Case Digest: PICOP v. Dequilla, et al.

G.R. No. 172666 : December 7, 2011

PICOP RESOURCES, INCORPORATED (PRI), Represented in this Petition by MR. WILFREDO D. FUENTES, in his capacity as Senior Vice-President and Resident Manager, Petitioner, v. RICARDO DEQUILLA, ELMO PABILANDO, CESAR ATIENZA and ANICETO ORBETA, JR., and NAMAPRI-SPFI, Respondents.

MENDOZA, J.:

FACTS:


The late Atty. Fuentes advised the PICOP management to terminate about 800 employees due to acts of disloyalty, specifically, for allegedly campaigning, supporting and signing a petition for the certification of a rival union, the Federation of Free Workers Union(FFW) before the 60-day "freedom period" and during the effectivity of the CBA. Such acts of disloyalty were construed to be a valid cause for termination under the terms and conditions of the CBA.

PICOP served a notice of termination due to acts of disloyalty to 31 of the 46 employees. Private respondents were among the 31 employees dismissed from employment by PICOP. Enraged at what management did to them, private respondents filed a complaint before the NLRC Regional Arbitration for Unfair Labor Practice and Illegal Dismissal with money claims, damages and attorneys fees. LA rendered a decision declaring as illegal the termination of the private respondents.

PICOP elevated the LA decision to the NLRC but its appeal was dismissed. Upon the denial of their motion for reconsideration, the private respondents brought the case to the CA. CA rendered the subject decision reversing and setting aside the NLRC resolution and reinstating the Decision of the LA.

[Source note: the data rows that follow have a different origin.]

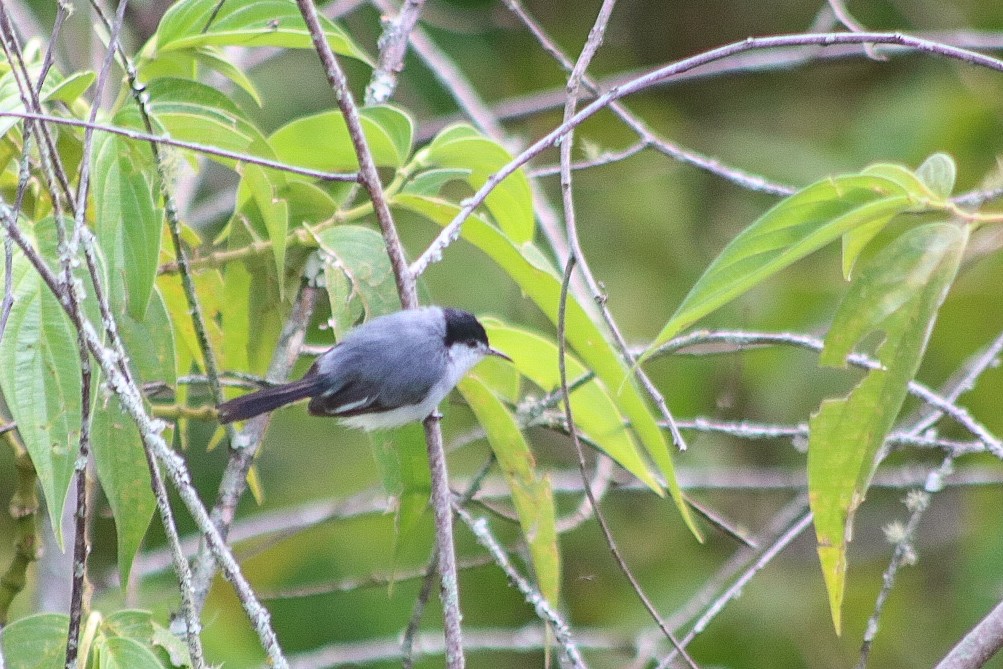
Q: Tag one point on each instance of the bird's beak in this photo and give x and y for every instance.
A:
(497, 353)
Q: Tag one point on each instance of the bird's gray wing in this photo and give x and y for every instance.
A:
(387, 374)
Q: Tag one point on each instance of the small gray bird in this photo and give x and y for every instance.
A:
(389, 371)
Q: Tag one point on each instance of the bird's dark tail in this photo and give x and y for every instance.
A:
(267, 399)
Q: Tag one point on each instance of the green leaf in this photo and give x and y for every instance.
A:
(430, 182)
(511, 203)
(939, 173)
(118, 452)
(70, 88)
(40, 380)
(194, 111)
(172, 647)
(36, 642)
(903, 177)
(792, 229)
(215, 59)
(855, 241)
(402, 459)
(123, 653)
(358, 276)
(129, 623)
(127, 222)
(274, 211)
(396, 124)
(247, 23)
(531, 491)
(321, 141)
(541, 283)
(899, 293)
(596, 414)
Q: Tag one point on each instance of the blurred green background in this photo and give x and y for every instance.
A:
(649, 227)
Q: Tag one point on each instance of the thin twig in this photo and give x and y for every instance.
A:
(369, 179)
(534, 597)
(610, 541)
(207, 149)
(736, 588)
(150, 432)
(919, 390)
(450, 232)
(392, 48)
(978, 646)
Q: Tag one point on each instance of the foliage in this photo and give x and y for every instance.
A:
(301, 220)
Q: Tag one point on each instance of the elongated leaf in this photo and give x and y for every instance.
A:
(278, 23)
(794, 228)
(531, 490)
(596, 412)
(70, 88)
(402, 459)
(126, 219)
(938, 173)
(215, 59)
(899, 293)
(123, 653)
(36, 642)
(322, 141)
(511, 203)
(40, 380)
(118, 453)
(542, 284)
(358, 276)
(274, 212)
(129, 623)
(194, 111)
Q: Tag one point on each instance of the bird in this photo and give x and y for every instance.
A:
(387, 372)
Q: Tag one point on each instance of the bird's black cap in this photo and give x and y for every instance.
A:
(461, 326)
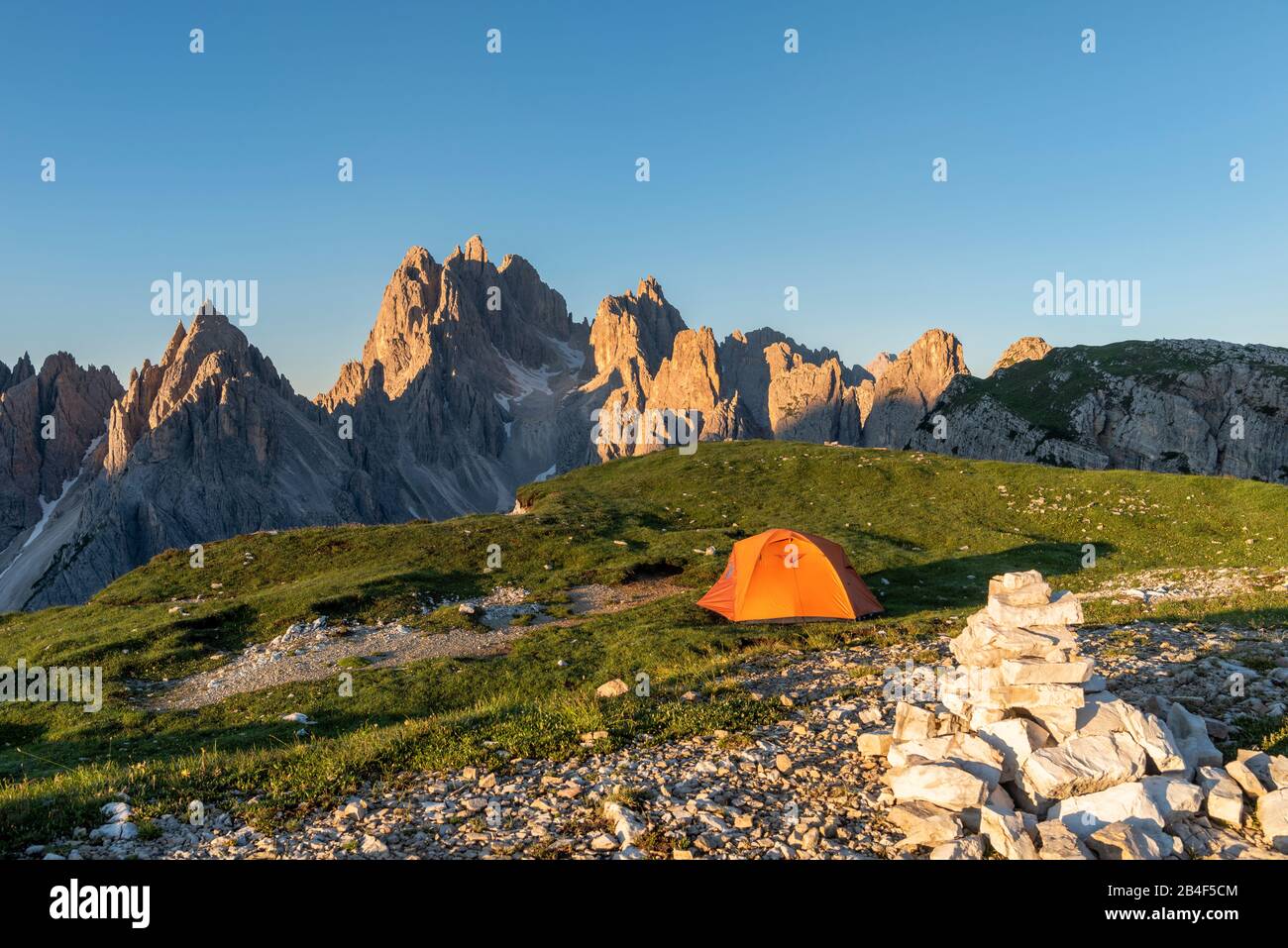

The CA ruled, among others, that although private respondents signed an authorization for the filing of the petition for certification election of a rival union, PICOP Democratic Trade Unionist-Federation of Free Workers (FFW), such act was not a sufficient ground to terminate the employment of private respondents.

PICOP basically argues that Article 253 of the Labor Code applies in this case. Article 253 of the Labor Code provides that the terms and conditions of a CBA remain in full force and effect even beyond the 5-year period when no new CBA has yet been reached. It claims that the private respondents violated this provision when they campaigned for, supported and signed FFWs petition for certification election on March 19 and 20, 2000, before the onset of the freedom period. It further argues that private respondents were not denied due process when they were terminated. Finally, it claims that the decision of the NLRC on the issues raised was not without merit. Even assuming that it erred in its judgment on the legal issues raised, its error is not equivalent to an abuse of discretion that should fall within the ambit of the extraordinary remedy of certiorari.

ISSUE: Whether or not an existing CBA can be given its full force and effect in all its terms and conditions including its union security clause, even beyond the 5-year period when no new CBA has yet been entered into?

HELD:Court of Appeals decision is sustained.

LABOR LAW


There is no question that in the CBA entered into by the parties, there is a union security clause. The clause imposes upon the workers the obligation to join and maintain membership in the companys recognized union as a condition for employment.

"Union security" is a generic term, which is applied to and comprehends "closed shop," "union shop," "maintenance of membership," or any other form of agreement which imposes upon employees the obligation to acquire or retain union membership as a condition affecting employment.

There is no dispute that private respondents were members of NAMAPRI-SPFL who were terminated by PICOP due to alleged acts of disloyalty. It is basic in labor jurisprudence that the burden of proof rests upon management to show that the dismissal of its worker was based on a just cause. When an employer exercises its power to terminate an employee by enforcing the union security clause, it needs to determine and prove the following:
(1) the union security clause is applicable;
(2) the union is requesting for the enforcement of the union security provision in the CBA; and
(3) there is sufficient evidence to support the decision of the union to expel the employee from the union.

Considering the peculiar circumstances, the Court is of the view that the acts of private respondents are not enough proof of a violation of the Union Security Clause which would warrant their dismissal. PICOP failed to show in detail how private respondents campaigned and supported FFW. Their mere act of signing an authorization for a petition for certification election before the freedom period does not necessarily demonstrate union disloyalty. It is far from being within the definition of "acts of disloyalty" as PICOP would want the Court to believe. The act of "signing an authorization for a petition for certification election" is not disloyalty to the union per se considering that the petition for certification election itself was filed during the freedom period which started on March 22, 2000.